İmam-ı Şafii, daha beşikteyken babası vefat etmiş, akıllı ve saliha bir kadın olan annesi onu kendi gözetiminde yetiştirmiştir.
İki yaşındayken annesi onu asıl memleketleri olan Mekke`ye götürmüş, İmam orada ilim tahsiline başlamıştır.
İLİM TAHSİLİ
İmam-ı Şafiî Mekke`de 7 yaşına geldiğinde Ku`an-ı Kerim`i ezberlemiş, daha sonra ailesinin maddi imkânsızlıkları içerisinde Mescidi haram`daki hadis ve fıkıh derslerinden istifade etmiş, bir çok hadis ezberlemiş, 10 yaşına geldiğinde İmam-ı Malik`in Muvatta isimli eserini ezberlemiştir.

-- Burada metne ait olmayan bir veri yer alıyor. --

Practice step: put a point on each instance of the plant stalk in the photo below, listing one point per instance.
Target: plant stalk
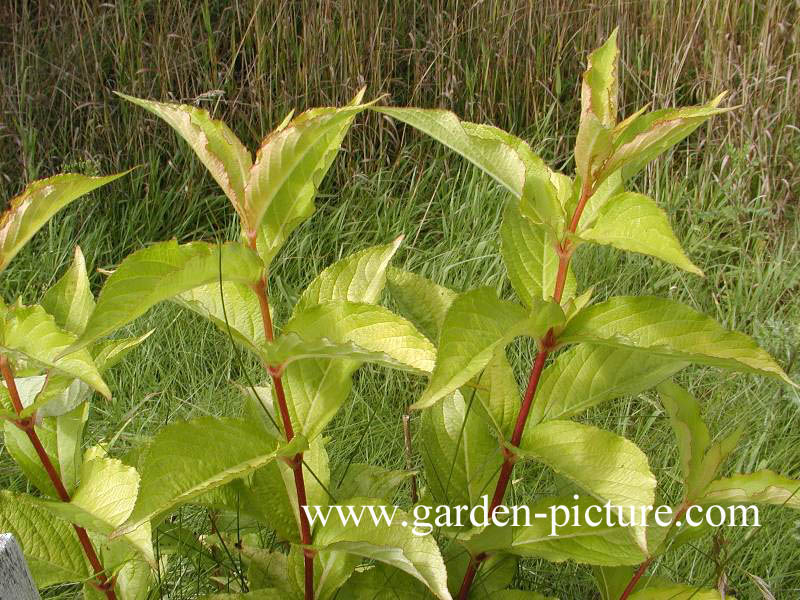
(296, 463)
(105, 584)
(546, 345)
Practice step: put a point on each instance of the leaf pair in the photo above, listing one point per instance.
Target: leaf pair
(276, 189)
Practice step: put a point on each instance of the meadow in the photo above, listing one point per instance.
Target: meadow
(730, 191)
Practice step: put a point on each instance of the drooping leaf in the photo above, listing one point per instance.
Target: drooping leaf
(370, 327)
(37, 203)
(460, 455)
(189, 458)
(606, 544)
(498, 393)
(217, 147)
(678, 592)
(359, 277)
(530, 257)
(494, 157)
(290, 347)
(50, 546)
(634, 222)
(383, 582)
(70, 300)
(292, 161)
(371, 481)
(477, 325)
(761, 487)
(108, 353)
(667, 328)
(424, 302)
(236, 307)
(648, 135)
(690, 430)
(30, 333)
(392, 544)
(606, 465)
(588, 375)
(160, 272)
(104, 500)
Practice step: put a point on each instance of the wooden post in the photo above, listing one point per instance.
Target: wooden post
(15, 579)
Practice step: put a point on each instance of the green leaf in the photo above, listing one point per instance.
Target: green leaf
(237, 303)
(69, 444)
(38, 202)
(599, 88)
(678, 592)
(761, 487)
(606, 465)
(189, 458)
(529, 254)
(30, 333)
(217, 147)
(290, 347)
(691, 432)
(667, 328)
(104, 500)
(382, 582)
(70, 300)
(108, 353)
(588, 375)
(359, 277)
(160, 272)
(50, 546)
(273, 490)
(293, 160)
(315, 390)
(371, 481)
(607, 544)
(477, 325)
(460, 455)
(393, 544)
(372, 328)
(649, 135)
(497, 391)
(424, 302)
(472, 141)
(634, 222)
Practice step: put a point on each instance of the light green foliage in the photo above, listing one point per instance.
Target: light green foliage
(30, 333)
(422, 301)
(761, 487)
(359, 277)
(189, 458)
(50, 546)
(635, 223)
(160, 272)
(587, 375)
(372, 328)
(529, 254)
(669, 329)
(607, 466)
(29, 211)
(70, 300)
(608, 544)
(477, 325)
(393, 544)
(458, 451)
(104, 501)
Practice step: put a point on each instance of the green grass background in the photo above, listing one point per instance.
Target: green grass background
(731, 191)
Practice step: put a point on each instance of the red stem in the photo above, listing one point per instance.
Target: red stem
(546, 345)
(27, 425)
(297, 460)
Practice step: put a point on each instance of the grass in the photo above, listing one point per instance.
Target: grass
(730, 191)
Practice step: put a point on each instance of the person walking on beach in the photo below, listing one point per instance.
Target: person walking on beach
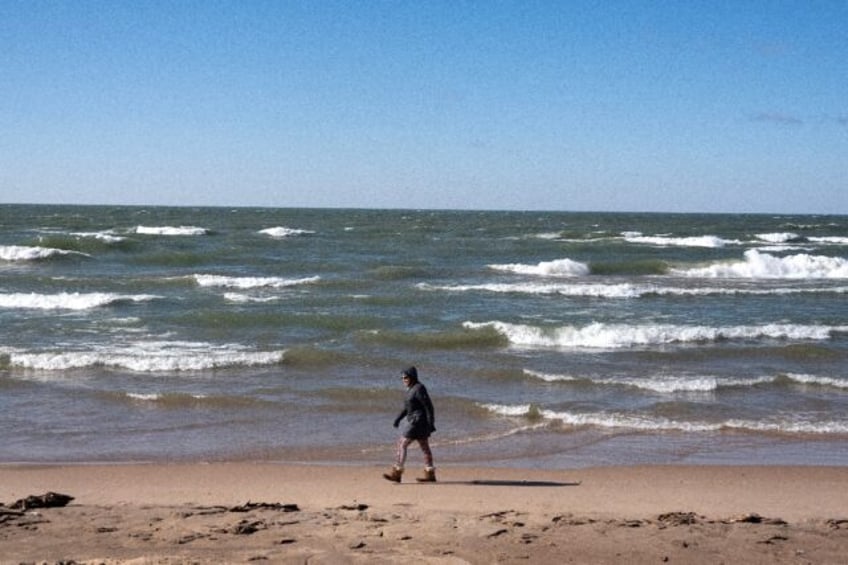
(420, 423)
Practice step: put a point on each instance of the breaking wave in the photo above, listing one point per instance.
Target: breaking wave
(667, 384)
(29, 253)
(615, 336)
(281, 232)
(621, 290)
(557, 268)
(150, 356)
(69, 300)
(759, 265)
(251, 282)
(171, 230)
(653, 423)
(668, 241)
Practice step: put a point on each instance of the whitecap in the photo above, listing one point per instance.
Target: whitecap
(105, 236)
(668, 241)
(818, 380)
(68, 300)
(640, 422)
(759, 265)
(615, 336)
(781, 237)
(620, 290)
(251, 282)
(171, 230)
(241, 298)
(280, 232)
(148, 356)
(556, 268)
(29, 253)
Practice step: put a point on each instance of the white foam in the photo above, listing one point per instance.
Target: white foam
(615, 336)
(664, 384)
(241, 298)
(148, 356)
(557, 268)
(251, 282)
(668, 241)
(281, 232)
(105, 236)
(68, 300)
(144, 397)
(171, 230)
(818, 380)
(29, 253)
(759, 265)
(786, 424)
(549, 377)
(836, 240)
(621, 290)
(781, 237)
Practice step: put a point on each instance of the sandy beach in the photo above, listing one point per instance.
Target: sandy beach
(274, 513)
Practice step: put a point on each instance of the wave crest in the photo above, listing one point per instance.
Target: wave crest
(146, 357)
(69, 300)
(556, 268)
(759, 265)
(614, 336)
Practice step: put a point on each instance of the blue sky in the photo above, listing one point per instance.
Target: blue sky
(682, 106)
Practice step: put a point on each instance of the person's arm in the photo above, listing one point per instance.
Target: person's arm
(429, 411)
(400, 417)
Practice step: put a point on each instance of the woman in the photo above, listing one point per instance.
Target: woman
(420, 423)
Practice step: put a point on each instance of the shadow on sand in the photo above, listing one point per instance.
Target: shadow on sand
(504, 483)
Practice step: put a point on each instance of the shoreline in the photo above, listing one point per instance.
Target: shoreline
(176, 512)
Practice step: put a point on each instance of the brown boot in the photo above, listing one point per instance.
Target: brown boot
(394, 475)
(429, 476)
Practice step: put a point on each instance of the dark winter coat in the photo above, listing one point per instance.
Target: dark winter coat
(418, 411)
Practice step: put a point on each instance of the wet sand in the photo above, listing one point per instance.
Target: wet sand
(275, 513)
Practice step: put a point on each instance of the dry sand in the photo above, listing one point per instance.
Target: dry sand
(199, 513)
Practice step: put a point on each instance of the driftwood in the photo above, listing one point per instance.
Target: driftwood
(47, 500)
(247, 507)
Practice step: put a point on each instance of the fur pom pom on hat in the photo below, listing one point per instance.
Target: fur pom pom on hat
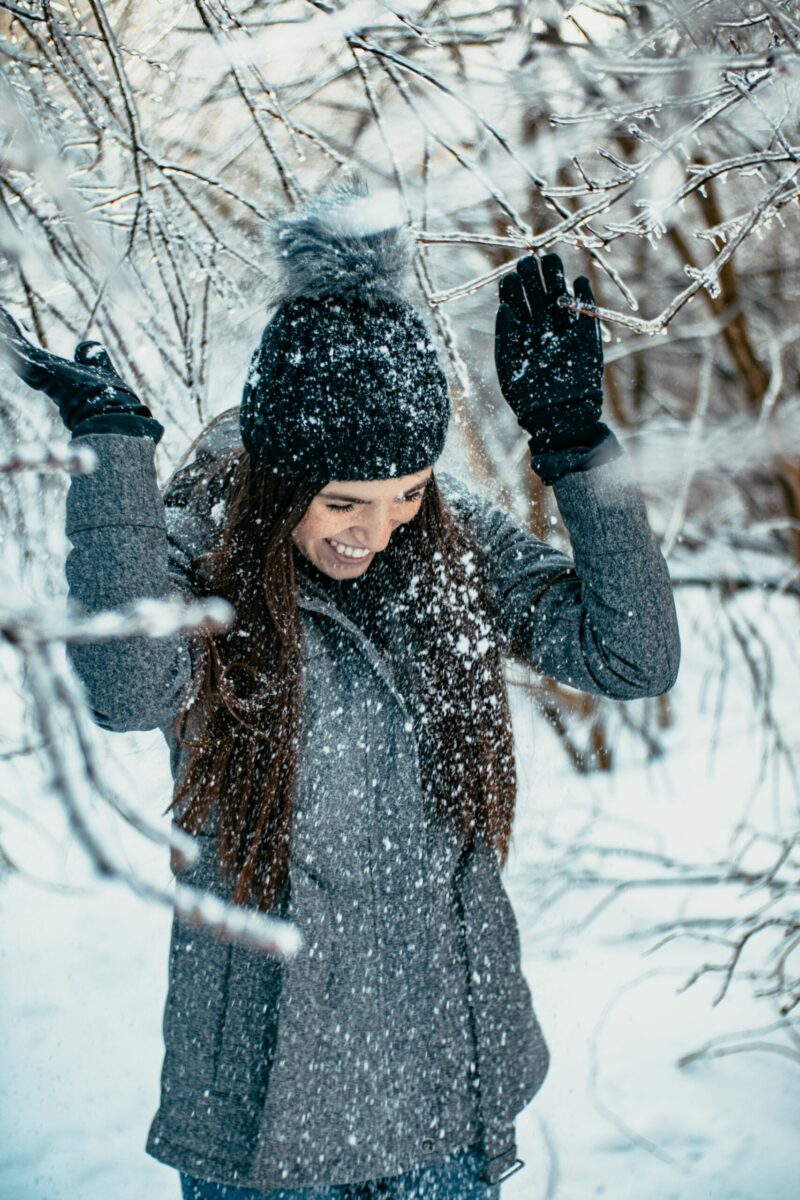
(346, 383)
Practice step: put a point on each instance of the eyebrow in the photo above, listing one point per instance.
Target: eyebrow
(355, 499)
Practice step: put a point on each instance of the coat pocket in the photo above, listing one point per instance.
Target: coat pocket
(197, 999)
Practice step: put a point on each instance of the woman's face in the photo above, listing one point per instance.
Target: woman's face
(348, 523)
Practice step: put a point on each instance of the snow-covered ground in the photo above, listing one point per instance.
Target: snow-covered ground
(83, 975)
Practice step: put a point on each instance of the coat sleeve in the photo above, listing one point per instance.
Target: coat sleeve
(122, 551)
(603, 621)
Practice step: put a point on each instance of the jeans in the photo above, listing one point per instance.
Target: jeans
(456, 1179)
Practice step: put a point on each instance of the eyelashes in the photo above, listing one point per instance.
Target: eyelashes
(348, 508)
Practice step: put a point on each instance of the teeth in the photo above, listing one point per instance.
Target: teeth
(348, 551)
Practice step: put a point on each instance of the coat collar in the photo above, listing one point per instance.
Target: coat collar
(312, 599)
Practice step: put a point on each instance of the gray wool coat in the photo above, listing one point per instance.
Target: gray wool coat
(404, 1029)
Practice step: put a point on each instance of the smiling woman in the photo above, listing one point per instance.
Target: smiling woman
(335, 541)
(343, 751)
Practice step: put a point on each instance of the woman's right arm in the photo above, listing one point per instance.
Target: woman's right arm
(121, 552)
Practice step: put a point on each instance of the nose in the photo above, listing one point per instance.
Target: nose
(376, 531)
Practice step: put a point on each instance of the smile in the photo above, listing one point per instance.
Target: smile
(347, 551)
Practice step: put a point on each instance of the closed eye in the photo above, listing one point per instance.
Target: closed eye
(409, 498)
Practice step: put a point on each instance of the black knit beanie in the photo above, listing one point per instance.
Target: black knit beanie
(346, 383)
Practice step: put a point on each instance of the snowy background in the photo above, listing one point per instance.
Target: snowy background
(84, 976)
(654, 147)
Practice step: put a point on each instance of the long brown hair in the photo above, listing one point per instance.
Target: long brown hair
(242, 721)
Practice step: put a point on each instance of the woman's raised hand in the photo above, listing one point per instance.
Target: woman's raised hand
(549, 359)
(91, 397)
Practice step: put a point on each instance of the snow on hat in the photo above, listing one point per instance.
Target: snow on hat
(346, 382)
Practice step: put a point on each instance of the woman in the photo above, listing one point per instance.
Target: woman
(343, 751)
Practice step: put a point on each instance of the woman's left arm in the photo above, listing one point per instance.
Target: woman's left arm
(603, 621)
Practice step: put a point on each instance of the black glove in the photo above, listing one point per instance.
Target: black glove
(549, 364)
(91, 397)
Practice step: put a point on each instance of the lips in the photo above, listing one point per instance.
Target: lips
(350, 559)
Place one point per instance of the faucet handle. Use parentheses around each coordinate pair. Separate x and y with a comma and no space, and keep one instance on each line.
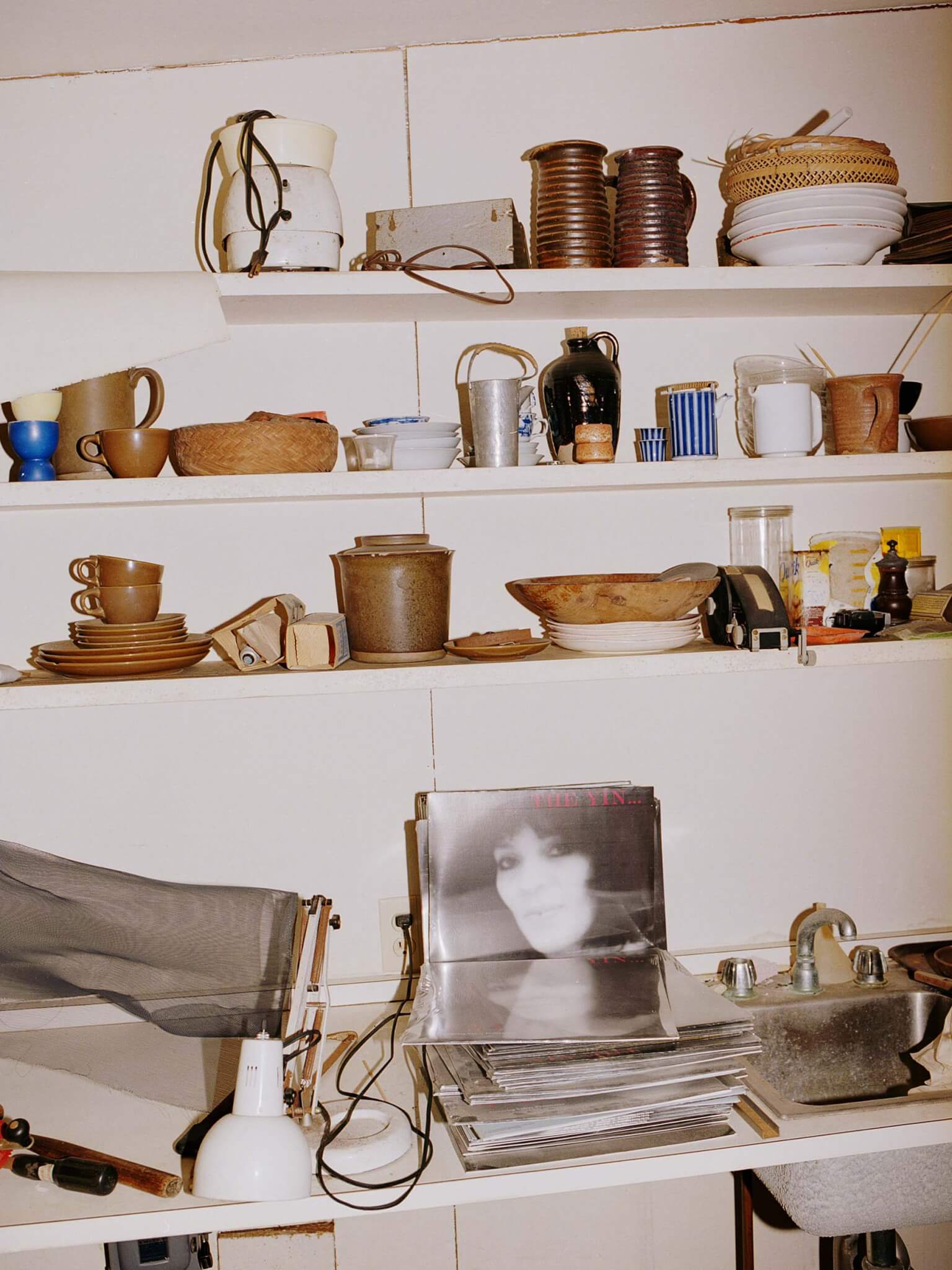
(739,977)
(868,964)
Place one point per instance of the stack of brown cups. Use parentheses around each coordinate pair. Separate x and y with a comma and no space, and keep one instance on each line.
(655,208)
(571,225)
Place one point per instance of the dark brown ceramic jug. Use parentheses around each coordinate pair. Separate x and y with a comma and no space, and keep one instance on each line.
(99,406)
(397,597)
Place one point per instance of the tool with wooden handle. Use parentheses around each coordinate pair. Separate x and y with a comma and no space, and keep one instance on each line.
(87,1176)
(143,1178)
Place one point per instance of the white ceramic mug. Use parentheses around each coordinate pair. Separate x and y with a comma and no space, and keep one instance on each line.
(787,419)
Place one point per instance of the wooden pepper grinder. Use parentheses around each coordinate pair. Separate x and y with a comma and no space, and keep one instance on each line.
(892,597)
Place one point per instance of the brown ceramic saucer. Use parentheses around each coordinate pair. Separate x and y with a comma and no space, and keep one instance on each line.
(498,652)
(162,620)
(106,668)
(64,651)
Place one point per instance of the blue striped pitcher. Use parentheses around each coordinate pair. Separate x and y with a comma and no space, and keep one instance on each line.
(694,411)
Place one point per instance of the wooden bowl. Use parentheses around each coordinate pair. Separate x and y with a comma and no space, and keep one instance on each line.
(933,432)
(249,447)
(610,597)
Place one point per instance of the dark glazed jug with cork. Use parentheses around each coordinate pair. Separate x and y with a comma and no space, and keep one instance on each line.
(582,388)
(397,597)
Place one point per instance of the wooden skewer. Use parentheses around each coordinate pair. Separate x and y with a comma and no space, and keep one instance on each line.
(823,362)
(946,303)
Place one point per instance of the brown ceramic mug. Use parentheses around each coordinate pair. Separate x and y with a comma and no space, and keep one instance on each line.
(865,412)
(115,572)
(127,451)
(122,605)
(104,403)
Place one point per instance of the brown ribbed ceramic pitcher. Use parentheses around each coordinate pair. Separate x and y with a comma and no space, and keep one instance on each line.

İmam, Mekke`deki bu ilk tahsilinden sonra, Arap edebiyatını öğrenmek için çölde yaşayan Huzeyl kabilesine gidip uzun bir süre burada kalmış Araplar arasında konuşulan en fesih Arapçayı ve ok atmayı bu kabileden öğrenmiştir. Huzeyl kabilesinden döndükten sonra Mekke müftüsü Müslim bin Hâlid Ez-Zenâ`dan ders almış, On üç yaşında iken, Harem-i Şerif`de "Bana istediğinizi sorunuz?" diyen İmam, On beş yaşında iken fetva vermeye başlamıştır.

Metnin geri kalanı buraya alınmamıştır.